Carnation (Dianthus caryophyllus) is native to the Mediterranean region and in the wild, a delicate annual with flesh-coloured little flowers that bloom in late summer with only five petals of pinked edges. Curiously, the wild flowers have very little scent if at all. Carnations are one of those rare cases when breeding did not only make the flowers more showy, but also more fragrant! Dianthus flowers possess a distinctive spicy scent of cloves and underlining powdery vanillic sweetness.
An absolute is produced (in limited quantities only) mostly in Egypt, Southern France, Holland, Kenya and Italy. The yield is very low*, however, and synthetic carnation compounds are much more widely used. Carnation absolute is an interesting raw material, even if not as pretty as the fresh flowers - it has a very rich, warm, complex, dense character that only opens up once it's been diluted to 5% or even less. The good news about that is that a little goes a long way!
Carnation absolute is waxy-looking and viscous in texture, with an orange-brown-olive colour. The scent is rich, warm, sweet-herbaceous, hay-like, honeyed and spicy with the characteristic clove-like notes of eugenol, though not as pronounced as you'd expect. According to Bo Jensen: "1980s more than hundred components were identified in Egyptian carnation absolute. A smaller number of compounds predominate: eugenol, phenethyl alcohol, linalool, benzyl benzoate, (Z)-3-hexenyl benzoate, benzyl salicylate, and esters of higher aliphatic acids (...). The biological purity of these chemicals, and their surrounding by a multitude of trace components, are responsible for the softness of the scent of carnations". Additional modern molecules have been developed to mimic carnations at a lower cost, such as: "benzyl isoeugenol, or 2-methoxy-1-(phenylmethoxy)-4-(1-propenyl)benzene, a solid with a balsamic note and a powdery carnation-like sweetness, and Methyl Diantilis ® (Givaudan), or 2-ethoxy-4-(methoxymethyl)phenol, which has a sweet-smoky odor with powdery aspects reminiscent of carnation".
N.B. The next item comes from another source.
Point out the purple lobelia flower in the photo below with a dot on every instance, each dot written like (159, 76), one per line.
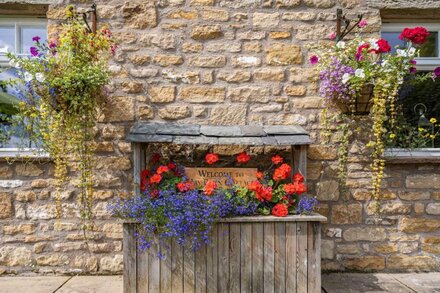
(34, 51)
(332, 86)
The origin of its various names can be explained as follows: Dianthus was coined by the Greek philosopher Theophrastus, and originates in the Greek word Dios (divine) and Anthus (flower); Pinks refers to the shape of the flower's petals; Carnation might allude to coronation, or "corone" (flower garlands), or the Latin word for flesh, "Caro" or "Carnis" or perhaps incarnation; Cloves, contrary to common-sense, does not refer to its scent, rich in eugenol and thus reminiscent of the clove spice (Syzygium aromaticum) - but rather comes from the French word "clou" ("clout" aka nail in English) and alludes to its appearance, which resembles a nail - and just to happen to be true for the spice as well.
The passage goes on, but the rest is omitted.